Abstract

There is agreement that measurements of atrial volumes and ejection fraction (EF) are superior to atrial diameters for accurate determination of atrial size, follow up studies and prognosis. However, reference values for right atrial volumes and EF for cardiovascular magnetic resonance (CMR) have not been established but are crucial to identify patients with impaired right atrial function. Atrial function was studied in 70 healthy subjects (52+/-16 years, 38 male) with both the standard short axis method (SA) and the area-length method (AL) using steady-state free precession gradient-echo cine imaging (SSFP). Intraobserver, interobserver (n=70) and interstudy (n=10) variability was assessed for both methods. Maximal volumes, minimal volumes and EF for SA and AL were 101.0+/-30.2 mL, 50.3+/-19 mL and 47.2+/-8.3%, and 103.2+/-32.6 mL, 50.8+/-20.2 mL and 51.4+/-9.2%, respectively.
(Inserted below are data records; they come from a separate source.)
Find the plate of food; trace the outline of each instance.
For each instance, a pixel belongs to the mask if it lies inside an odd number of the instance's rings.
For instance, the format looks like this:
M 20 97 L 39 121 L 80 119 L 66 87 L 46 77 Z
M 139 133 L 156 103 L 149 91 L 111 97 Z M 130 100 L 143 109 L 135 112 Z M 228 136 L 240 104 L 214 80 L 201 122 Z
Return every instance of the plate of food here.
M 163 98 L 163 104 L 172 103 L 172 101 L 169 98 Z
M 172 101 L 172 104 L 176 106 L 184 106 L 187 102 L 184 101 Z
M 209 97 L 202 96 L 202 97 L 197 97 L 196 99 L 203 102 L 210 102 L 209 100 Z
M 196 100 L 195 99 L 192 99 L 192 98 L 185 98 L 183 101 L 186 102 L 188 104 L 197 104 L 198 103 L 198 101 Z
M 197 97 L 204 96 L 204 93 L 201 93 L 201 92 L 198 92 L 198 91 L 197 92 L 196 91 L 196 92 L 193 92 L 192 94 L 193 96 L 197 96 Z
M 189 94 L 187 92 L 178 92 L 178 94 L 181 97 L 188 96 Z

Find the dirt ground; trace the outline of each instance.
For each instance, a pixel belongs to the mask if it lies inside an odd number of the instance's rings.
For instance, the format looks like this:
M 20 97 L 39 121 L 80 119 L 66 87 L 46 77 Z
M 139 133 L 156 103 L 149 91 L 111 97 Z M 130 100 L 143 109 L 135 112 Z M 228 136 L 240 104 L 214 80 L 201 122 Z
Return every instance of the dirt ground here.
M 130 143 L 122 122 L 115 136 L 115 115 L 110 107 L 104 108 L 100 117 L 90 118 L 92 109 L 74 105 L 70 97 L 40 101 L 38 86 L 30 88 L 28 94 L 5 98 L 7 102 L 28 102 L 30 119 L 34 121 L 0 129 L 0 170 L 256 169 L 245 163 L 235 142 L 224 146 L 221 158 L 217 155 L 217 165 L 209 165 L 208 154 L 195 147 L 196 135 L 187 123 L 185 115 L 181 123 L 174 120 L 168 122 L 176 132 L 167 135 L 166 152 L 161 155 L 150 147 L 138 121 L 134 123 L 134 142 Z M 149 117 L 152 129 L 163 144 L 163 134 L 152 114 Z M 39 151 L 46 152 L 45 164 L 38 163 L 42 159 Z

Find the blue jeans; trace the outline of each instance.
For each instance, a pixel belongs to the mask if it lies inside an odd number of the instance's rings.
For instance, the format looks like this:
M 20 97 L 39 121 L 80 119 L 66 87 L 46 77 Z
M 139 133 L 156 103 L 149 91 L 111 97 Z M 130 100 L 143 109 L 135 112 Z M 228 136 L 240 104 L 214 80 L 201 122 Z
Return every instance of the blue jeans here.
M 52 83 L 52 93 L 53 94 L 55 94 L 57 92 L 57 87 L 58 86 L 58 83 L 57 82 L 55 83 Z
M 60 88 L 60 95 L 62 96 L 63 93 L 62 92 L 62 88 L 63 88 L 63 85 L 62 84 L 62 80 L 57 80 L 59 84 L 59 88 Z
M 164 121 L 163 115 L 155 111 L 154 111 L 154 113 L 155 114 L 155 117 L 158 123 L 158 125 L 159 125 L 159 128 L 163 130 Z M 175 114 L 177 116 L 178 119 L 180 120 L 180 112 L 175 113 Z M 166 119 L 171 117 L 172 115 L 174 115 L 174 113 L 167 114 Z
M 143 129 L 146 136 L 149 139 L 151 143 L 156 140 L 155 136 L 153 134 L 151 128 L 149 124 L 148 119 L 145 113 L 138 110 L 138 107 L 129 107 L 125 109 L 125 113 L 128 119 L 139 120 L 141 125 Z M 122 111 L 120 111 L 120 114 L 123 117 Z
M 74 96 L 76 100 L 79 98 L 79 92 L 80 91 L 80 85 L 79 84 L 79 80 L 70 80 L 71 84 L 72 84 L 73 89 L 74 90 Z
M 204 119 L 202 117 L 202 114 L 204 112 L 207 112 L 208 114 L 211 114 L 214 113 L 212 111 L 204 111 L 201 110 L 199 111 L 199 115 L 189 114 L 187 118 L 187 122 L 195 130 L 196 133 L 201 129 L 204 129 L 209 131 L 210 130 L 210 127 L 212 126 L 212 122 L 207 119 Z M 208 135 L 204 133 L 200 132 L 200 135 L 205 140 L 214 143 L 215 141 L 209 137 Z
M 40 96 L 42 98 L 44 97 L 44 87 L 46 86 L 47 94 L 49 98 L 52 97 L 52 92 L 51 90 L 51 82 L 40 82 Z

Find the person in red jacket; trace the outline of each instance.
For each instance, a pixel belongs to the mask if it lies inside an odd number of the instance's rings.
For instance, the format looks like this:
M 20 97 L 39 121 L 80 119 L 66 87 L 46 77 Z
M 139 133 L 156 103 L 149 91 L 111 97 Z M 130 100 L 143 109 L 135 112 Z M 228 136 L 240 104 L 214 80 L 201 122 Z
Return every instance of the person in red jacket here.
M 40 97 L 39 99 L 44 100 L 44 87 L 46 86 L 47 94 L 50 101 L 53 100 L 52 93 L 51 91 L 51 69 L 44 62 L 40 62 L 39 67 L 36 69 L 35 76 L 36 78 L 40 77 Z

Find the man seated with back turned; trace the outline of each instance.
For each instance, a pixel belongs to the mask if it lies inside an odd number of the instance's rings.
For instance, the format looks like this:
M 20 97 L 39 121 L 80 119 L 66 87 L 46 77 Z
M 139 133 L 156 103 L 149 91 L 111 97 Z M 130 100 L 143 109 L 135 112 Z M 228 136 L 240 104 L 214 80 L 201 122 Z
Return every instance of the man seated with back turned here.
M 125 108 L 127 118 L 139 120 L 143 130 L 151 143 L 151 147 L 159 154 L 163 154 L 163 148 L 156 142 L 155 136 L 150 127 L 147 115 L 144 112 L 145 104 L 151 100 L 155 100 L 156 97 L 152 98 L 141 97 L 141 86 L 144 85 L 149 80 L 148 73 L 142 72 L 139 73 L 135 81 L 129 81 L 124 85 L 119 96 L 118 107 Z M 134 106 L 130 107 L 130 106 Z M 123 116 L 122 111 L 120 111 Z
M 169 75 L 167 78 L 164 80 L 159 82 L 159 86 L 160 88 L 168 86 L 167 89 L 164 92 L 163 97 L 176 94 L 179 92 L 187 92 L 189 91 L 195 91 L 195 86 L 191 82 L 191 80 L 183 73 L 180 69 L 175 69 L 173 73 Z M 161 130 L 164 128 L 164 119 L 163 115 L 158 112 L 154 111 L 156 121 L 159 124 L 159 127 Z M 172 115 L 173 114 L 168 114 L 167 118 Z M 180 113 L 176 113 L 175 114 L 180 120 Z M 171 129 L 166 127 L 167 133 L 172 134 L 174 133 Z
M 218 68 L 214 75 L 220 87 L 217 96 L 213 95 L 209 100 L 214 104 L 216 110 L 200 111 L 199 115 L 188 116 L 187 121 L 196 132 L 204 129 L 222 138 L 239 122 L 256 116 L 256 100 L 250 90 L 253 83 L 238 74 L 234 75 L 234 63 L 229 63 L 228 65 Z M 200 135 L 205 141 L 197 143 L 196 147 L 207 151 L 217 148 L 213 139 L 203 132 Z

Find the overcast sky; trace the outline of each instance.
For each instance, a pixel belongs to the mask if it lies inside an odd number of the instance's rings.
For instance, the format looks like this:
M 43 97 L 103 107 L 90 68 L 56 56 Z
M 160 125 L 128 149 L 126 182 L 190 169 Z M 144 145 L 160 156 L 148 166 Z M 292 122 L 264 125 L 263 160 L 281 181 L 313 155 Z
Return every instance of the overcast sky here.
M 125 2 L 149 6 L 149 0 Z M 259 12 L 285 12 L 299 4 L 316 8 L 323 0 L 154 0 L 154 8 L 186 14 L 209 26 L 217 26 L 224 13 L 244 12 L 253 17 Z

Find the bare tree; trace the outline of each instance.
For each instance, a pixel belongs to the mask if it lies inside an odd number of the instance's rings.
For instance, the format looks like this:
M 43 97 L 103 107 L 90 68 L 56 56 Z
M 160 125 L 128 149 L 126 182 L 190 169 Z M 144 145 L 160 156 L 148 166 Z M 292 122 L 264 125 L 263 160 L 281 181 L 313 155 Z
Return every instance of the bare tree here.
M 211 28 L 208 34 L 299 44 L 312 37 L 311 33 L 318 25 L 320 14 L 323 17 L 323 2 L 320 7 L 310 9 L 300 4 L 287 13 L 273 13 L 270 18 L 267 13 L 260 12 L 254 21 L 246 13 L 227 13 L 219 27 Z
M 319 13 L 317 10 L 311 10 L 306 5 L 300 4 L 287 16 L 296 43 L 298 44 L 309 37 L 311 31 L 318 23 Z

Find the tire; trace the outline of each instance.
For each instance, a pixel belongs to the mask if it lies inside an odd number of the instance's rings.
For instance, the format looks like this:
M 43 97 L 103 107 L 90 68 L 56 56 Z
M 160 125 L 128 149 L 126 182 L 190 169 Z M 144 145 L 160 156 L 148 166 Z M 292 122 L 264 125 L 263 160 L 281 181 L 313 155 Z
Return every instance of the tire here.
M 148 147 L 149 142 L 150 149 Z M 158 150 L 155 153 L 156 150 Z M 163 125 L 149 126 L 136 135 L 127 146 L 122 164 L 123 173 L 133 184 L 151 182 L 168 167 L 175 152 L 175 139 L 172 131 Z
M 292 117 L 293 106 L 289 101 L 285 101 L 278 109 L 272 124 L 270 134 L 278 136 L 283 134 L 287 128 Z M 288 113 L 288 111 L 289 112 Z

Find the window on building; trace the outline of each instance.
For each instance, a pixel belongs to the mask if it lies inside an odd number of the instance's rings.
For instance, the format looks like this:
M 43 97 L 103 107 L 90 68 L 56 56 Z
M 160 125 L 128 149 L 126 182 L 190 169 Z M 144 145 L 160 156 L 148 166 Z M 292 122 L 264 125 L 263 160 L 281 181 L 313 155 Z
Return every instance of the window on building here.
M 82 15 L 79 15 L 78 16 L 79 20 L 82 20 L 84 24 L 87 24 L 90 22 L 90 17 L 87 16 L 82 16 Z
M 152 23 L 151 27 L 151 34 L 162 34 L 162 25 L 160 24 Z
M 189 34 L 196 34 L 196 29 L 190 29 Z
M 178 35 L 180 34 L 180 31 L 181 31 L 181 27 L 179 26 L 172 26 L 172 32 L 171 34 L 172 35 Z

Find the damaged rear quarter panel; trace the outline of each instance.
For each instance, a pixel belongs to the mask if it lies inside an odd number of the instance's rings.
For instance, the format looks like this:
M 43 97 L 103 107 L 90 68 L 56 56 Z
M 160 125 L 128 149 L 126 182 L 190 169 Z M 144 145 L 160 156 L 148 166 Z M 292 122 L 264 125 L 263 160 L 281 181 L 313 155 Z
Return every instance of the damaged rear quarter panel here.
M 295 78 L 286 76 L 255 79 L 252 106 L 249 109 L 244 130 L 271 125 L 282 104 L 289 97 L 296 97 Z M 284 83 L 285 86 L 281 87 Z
Maximal volumes, minimal volumes and EF were higher with AL than with SA (mean difference: 2.2+/-4.6 mL, 3.5+/-3.5 mL and 2.8+/-2.8%, respectively). Atrial function measurements were not related to gender (p>or=0.387) and age (rho<or=0.16) with either method. Intraobserver, interobserver and interstudy variability for volumes and EF was lower for SA compared to AL, with narrower limits of agreement. Analysis was faster with AL than with SA (62+/-18 s versus 7+/-2 minutes). Normal ranges for right atrial function vary significantly between methods. AL is faster, but less reproducible than SA. Appropriate reference ranges should be used to differentiate normal from abnormal right atrial function.